Ashford v. Tibbitts
This text of 11 La. Ann. 167 (Ashford v. Tibbitts) is published on Counsel Stack Legal Research, covering Supreme Court of Louisiana primary law. Counsel Stack provides free access to over 12 million legal documents including statutes, case law, regulations, and constitutions.
Opinion
The injunction sued out by the plaintiff was properly dissolved. The fact that she had a legal mortgage on the property for which a writ of possession issued in favor of Woodruff would not, if true, be a valid reason to stay the execution of the writ. That execution would not impair the mortgage rights.
The plaintiff, however, complains that there was error in that her legal mortgage upon the premises in question was not recognized by the judgment.
The wife’s legal mortgage takes effect only from the date when the parapher-nal funds went into the husband’s hands.

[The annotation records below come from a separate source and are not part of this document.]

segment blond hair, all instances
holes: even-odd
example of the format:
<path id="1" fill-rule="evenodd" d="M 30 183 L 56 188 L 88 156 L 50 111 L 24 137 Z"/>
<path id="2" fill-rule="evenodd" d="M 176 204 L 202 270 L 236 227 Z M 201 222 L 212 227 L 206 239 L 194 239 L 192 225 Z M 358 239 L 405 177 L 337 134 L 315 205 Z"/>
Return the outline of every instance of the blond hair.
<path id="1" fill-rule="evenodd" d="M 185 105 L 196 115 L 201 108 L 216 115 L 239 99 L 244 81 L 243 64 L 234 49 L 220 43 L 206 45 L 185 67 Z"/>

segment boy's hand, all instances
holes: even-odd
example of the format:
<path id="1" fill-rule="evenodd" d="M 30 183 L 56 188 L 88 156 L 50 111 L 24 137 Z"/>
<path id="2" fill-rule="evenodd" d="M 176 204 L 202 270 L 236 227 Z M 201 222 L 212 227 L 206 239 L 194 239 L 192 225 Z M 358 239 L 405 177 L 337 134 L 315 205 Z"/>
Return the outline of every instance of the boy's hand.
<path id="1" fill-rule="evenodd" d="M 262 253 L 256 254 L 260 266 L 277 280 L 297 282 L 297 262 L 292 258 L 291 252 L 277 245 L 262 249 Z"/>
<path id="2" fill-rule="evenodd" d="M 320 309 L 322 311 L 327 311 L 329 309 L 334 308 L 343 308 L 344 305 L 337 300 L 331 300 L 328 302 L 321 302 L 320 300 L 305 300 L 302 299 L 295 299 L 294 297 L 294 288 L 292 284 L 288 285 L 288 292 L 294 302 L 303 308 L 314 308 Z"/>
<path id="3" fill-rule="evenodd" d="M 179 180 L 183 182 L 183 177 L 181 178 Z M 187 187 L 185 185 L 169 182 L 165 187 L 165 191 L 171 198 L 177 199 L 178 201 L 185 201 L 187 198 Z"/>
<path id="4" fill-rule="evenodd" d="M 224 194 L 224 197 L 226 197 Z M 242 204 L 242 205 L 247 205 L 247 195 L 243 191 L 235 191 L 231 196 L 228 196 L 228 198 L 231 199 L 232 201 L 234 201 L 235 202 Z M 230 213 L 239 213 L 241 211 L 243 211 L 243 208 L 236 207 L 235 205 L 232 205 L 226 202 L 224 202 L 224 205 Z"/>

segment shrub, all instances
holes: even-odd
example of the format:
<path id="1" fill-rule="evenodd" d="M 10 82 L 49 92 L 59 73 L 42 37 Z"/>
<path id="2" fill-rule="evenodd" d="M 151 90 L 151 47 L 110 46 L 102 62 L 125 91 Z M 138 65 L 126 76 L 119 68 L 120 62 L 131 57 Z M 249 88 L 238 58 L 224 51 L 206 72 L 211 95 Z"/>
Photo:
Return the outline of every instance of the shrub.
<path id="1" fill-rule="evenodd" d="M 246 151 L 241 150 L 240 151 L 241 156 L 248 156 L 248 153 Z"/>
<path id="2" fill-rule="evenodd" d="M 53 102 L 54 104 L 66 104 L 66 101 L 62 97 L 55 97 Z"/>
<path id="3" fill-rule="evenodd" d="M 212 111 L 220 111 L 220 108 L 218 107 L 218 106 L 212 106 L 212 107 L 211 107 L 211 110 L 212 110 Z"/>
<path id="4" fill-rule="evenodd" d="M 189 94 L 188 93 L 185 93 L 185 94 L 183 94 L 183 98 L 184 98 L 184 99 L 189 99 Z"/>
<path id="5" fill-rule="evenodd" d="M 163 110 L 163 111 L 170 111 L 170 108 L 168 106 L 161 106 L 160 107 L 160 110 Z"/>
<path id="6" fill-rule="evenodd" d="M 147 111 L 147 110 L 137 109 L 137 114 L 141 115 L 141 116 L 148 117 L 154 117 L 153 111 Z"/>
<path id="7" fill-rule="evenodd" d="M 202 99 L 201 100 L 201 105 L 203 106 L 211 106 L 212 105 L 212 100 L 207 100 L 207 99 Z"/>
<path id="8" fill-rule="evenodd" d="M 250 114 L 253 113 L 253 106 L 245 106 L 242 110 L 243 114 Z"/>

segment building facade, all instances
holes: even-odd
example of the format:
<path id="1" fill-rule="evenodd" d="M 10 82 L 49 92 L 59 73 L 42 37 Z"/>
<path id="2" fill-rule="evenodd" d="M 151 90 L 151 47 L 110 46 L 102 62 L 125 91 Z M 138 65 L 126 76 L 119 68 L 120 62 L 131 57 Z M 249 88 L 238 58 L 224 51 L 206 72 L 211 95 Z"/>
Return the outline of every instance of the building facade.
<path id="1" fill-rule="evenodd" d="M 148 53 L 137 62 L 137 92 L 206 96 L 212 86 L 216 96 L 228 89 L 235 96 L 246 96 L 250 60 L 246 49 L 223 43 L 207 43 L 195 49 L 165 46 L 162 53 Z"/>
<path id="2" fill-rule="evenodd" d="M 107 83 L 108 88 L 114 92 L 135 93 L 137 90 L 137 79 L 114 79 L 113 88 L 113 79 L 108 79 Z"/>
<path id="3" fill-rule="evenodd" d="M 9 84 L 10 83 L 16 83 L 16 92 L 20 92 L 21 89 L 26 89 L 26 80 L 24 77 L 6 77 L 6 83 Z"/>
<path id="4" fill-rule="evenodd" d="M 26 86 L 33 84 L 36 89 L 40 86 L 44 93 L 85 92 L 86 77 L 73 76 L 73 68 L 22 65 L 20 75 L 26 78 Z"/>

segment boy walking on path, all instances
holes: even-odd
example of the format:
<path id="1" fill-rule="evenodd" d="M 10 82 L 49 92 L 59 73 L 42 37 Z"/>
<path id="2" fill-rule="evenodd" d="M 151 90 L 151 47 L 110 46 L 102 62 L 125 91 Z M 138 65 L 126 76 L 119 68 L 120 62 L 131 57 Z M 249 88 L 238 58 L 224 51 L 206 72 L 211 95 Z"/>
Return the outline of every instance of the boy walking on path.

There is no evidence that the husband in this case received the proceeds of the slave Sally before Dorothy Woodruff obtained her final judgment against Tibbitts for the property in controversy.
Seventy-nine dollars of the plaintiff’s paraphernal funds appear to have been paid on her husband’s order in 1843 ; but the interest of that sum belonged to the community.
For the principal, we think her legal mortgage should have been recognized, inasmuch as her renunciation was defective, in that the notary did not detail in the act the nature of the rights she renounced. See Acts 1835, p. 153; Succession of Oremillor, 4 Ann., 412.
It is, therefore, ordered, adjudged and decreed that the judgment appealed from be so amended as to allow the plaintiff a legal mortgage for the sum of $79, with five per cent, interest from judicial demand, upon all the property of her husband, Charles Tibbitts, including the house and lots in controversy, and that in other respects the judgment be affirmed; the costs of appeal to be paid by defendants and appellees.